第三の実験の時、光速宇宙船からはどう見えたのかというと、次の様になります。

・ユゥと光速宇宙船は同時にラナガルを出発した。

・光速宇宙船は0秒で瞬時に月へ到着した。

・ユゥは光速宇宙船より1.3秒前に月へ到着していた。

・ユゥは1.3秒だけ過去にタイムトリップしている。


結局は、光の速度以下の存在にはタイムトリップしているように見えますが、光の速度を超えた存在からすると、特に過去に戻った訳ではありません。


例えば、第三の実験の時にユゥが次のような行動を取ったとしましょう。

・ユゥと光速宇宙船は同時にラナガルを出発した。

・ユゥは月に到着して0.6秒後に光速宇宙船の場所へ瞬間転移し、イタズラ書きをした。
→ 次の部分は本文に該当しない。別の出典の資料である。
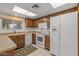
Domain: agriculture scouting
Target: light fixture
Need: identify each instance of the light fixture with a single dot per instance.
(30, 14)
(23, 11)
(19, 10)
(55, 5)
・ユゥはイタズラ書きをした後、再度月へ瞬間転移した。


自由すぎる行動ですね。

これを光速宇宙船からみると、こんな感じになることでしょう。


・ユゥと光速宇宙船は同時にラナガルを出発した。

・ユゥは1.3秒過去にタイムトリップした。

・ユゥは0.6秒過去から現在にタイムトリップして光速宇宙船へイタズラ書きした挙句、0.6秒過去へタイムトリップして行った。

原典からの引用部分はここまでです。